To achieve its objectives ODASP has produced research results at the intersection of the fields of theoretical linguistics, lexical resources and ontologies for information systems, leveraging on the conceptual structures studied in the field of philosophical ontology. These results constitute the material of international journal and conference articles, and have given the occasion to set up new networks of collaborations.

* Among the strategies of WordNet to represent inherent nominal systematic polysemy is the use of multiple inheritance. While this introduces notorious structural inconsistencies, this is also a feature that has been exploited by ODASP, combined with measures of semantic similarity, to identify the proportion of WordNet that is affected by this kind of polysemy.

* To solve the inconsistencies induced by nominal systematic polysemy, ODASP proposes to introduce a novel kind of semantic relation in WordNet: a constitution relation (and its “dot” counterpart). This implies carefully distinguishing between complex meanings that constitute a separate semantic hierarchy, from the simple meanings that compose them, and that fall under the categories of the existing top-level of WordNet.

* ODASP proposes a formal ontological theory of the constitution/dot relation, that is, an axiomatic representation of the relation based on DOLCE high-level ontology. Used as an ontological backbone of WordNet, this formal theory provides the required tools to make semantic inferences.

* While there are other ontologies based on WordNet’s structure which propose to inventory complex categories corresponding to patterns of systematic polysemy (CoreLex being the most influential), they present significant drawbacks due to the purely distributional methods employed. In particular, (i) they preserve WordNet’s structure and thus inherit its inconsistencies, and (ii) they do not distinguish among different kinds of systematic polysemy that actually reflect different ontological relations and constraints.
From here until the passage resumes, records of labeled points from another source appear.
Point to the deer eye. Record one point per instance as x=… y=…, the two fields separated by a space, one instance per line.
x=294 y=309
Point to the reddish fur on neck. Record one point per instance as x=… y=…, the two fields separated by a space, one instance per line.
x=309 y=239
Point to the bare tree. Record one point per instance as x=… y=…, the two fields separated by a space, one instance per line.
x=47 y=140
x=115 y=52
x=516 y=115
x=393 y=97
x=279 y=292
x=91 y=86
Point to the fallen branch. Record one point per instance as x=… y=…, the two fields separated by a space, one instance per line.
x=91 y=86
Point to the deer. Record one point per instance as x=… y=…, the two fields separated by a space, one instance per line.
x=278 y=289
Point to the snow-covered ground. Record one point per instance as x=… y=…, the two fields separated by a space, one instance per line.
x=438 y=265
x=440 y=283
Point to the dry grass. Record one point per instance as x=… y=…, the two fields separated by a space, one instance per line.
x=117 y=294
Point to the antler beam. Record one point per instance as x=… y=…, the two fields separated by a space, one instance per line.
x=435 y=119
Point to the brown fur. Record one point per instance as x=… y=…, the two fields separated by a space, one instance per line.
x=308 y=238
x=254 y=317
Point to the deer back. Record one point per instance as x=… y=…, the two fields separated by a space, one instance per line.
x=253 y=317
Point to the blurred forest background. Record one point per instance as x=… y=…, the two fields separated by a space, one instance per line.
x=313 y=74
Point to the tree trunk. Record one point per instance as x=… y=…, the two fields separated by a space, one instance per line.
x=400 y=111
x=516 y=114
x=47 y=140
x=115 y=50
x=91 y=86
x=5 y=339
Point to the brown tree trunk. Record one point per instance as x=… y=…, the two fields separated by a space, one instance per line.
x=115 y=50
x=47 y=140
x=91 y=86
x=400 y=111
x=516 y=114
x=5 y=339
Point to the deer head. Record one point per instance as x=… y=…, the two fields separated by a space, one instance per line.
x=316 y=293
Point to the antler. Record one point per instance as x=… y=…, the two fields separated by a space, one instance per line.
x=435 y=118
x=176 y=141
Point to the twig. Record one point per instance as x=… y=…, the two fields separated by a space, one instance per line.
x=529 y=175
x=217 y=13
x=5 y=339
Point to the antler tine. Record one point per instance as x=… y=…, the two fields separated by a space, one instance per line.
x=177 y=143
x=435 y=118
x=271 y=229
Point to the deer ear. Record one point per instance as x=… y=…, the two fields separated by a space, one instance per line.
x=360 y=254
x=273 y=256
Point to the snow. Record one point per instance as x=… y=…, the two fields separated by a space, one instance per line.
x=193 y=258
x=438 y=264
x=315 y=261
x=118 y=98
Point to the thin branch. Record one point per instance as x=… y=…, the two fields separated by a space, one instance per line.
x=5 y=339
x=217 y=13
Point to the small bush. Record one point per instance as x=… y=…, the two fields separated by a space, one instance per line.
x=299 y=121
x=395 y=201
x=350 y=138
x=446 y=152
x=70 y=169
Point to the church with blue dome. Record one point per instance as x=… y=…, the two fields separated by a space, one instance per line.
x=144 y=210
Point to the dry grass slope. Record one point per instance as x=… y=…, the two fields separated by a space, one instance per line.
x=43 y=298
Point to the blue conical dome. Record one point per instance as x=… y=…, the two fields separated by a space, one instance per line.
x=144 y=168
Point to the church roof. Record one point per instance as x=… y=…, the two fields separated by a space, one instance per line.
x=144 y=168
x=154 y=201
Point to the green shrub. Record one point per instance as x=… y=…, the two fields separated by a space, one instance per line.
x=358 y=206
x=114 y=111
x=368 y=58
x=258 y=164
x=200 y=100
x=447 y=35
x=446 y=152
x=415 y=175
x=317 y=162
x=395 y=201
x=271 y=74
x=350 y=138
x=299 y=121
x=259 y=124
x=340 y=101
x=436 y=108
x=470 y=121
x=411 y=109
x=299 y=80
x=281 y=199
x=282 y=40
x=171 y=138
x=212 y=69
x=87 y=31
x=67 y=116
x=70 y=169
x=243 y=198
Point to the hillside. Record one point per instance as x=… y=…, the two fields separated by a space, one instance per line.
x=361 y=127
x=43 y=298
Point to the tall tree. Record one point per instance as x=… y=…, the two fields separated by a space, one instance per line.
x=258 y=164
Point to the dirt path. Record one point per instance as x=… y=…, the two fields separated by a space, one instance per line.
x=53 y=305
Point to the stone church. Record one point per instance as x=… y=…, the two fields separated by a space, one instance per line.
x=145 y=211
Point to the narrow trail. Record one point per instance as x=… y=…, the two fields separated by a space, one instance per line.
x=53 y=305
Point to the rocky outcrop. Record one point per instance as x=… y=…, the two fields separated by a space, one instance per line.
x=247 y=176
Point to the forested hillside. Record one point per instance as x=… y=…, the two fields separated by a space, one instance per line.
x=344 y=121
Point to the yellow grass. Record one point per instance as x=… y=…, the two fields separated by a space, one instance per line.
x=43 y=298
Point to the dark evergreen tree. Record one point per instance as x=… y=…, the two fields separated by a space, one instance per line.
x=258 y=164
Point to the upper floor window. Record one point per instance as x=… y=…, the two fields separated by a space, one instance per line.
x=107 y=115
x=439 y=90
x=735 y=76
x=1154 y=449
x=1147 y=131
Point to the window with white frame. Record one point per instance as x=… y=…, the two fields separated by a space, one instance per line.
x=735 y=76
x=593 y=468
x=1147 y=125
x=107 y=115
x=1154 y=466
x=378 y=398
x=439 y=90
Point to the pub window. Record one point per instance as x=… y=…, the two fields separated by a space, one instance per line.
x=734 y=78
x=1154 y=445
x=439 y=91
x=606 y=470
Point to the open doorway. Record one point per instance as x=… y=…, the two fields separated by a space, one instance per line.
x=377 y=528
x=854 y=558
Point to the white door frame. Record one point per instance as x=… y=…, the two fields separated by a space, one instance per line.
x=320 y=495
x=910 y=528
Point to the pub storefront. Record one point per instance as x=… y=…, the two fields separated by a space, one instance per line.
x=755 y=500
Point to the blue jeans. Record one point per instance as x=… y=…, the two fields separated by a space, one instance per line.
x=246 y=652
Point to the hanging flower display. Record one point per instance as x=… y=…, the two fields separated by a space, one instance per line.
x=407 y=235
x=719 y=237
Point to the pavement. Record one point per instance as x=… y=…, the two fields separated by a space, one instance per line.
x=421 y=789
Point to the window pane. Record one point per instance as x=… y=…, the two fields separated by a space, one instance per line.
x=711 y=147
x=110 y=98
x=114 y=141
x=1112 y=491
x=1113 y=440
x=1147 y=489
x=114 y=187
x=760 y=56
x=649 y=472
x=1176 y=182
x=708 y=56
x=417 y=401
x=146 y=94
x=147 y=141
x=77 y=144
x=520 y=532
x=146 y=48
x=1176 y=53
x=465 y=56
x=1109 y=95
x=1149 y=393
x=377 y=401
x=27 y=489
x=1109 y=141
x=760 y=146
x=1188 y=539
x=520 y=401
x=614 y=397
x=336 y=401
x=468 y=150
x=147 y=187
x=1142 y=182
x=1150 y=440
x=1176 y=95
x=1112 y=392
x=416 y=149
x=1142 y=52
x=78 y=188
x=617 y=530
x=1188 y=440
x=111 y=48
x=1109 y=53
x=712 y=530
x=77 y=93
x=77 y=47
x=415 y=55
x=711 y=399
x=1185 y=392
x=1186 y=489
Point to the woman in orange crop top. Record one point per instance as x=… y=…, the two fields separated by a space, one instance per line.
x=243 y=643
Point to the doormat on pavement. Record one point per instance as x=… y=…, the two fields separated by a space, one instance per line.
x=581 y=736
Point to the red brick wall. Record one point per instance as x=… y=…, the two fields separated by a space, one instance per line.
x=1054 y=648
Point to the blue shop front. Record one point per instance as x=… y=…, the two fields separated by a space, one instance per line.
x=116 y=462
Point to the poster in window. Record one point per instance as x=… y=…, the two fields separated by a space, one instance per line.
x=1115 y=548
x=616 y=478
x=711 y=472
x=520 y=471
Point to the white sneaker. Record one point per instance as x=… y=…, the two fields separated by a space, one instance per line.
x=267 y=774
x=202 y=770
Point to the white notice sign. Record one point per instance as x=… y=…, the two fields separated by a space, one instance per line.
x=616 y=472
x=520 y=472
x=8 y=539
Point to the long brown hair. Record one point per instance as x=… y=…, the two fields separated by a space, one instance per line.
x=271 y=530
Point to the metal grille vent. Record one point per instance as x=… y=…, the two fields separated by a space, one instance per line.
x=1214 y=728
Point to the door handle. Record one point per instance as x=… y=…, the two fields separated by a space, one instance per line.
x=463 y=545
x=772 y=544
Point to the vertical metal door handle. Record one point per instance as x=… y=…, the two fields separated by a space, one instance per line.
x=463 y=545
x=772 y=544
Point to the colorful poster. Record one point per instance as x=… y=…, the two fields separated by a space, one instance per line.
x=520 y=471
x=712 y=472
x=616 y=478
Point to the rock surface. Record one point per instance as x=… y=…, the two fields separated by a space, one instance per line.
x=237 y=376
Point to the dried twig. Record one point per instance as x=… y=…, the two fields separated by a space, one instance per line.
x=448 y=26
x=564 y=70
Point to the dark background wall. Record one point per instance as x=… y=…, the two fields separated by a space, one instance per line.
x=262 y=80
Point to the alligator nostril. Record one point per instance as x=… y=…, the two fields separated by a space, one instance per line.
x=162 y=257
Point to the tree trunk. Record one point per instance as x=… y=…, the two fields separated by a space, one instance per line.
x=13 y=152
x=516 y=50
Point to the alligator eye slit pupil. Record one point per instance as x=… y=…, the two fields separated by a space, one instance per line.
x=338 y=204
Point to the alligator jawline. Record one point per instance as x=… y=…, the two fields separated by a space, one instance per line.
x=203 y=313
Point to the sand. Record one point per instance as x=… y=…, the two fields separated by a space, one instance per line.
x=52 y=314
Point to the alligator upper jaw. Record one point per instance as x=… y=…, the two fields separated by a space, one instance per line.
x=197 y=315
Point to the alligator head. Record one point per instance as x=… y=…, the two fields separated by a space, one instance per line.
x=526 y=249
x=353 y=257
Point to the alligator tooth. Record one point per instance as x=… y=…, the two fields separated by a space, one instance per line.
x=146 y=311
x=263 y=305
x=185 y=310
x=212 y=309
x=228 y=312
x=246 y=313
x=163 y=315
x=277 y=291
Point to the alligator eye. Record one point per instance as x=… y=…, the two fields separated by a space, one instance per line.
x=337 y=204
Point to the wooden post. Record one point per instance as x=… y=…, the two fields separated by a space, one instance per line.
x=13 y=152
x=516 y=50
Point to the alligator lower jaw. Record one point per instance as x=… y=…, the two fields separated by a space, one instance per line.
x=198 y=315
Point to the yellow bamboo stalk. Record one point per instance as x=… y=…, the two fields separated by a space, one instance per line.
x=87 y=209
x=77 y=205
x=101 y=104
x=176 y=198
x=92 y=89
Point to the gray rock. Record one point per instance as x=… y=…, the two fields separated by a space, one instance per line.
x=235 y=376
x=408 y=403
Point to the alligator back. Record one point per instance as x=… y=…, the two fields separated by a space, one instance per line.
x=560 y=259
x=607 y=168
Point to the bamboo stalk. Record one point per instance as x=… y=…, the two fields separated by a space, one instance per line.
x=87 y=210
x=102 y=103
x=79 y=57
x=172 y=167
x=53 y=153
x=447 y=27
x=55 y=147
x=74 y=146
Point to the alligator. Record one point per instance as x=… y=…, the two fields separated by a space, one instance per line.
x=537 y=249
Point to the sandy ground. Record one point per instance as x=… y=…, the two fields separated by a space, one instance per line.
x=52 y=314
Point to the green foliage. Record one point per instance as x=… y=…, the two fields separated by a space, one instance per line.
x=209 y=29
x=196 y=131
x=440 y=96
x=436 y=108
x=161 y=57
ODASP avoids these two significant limitations, by adopting a top-down ontology driven approach, based on prior careful conceptual analysis of the ontological constraints and relations underlying the semantic phenomenon of inherent nominal systematic polysemy.

* The research conducted reveals the conceptual categorization problem underlying the lexical phenomenon of inherent nominal systematic polysemy. In so doing, it establishes the relevance of the obtained results for ontologies in general, beyond the limited range of linguistic ontologies. The ontology based approach, adopted for the study of these linguistic phenomena, is thus expected to find important applications beyond the scope of lexical ontologies and WordNet in particular. It provides for principles of categorization that can improve the performance of many ontology driven knowledge management systems (e.g. ODASP has studied the particular case of the Unified Medical Language System, an ontology widely used by biomedical information systems and services).

* Finally, ODASP was engaged in knowledge transfer at the University level through collaboration with the University of Pavia and the co-supervision of one MSc student at the University of Trento on ontological and corpus based methods for the study of systematic polysemy. Knowledge transfer was also pursued at the European and international level, through research collaborations with the IRIT laboratory of the CNRS in Toulouse (France), and the Princeton team in charge of the english WordNet in the United States.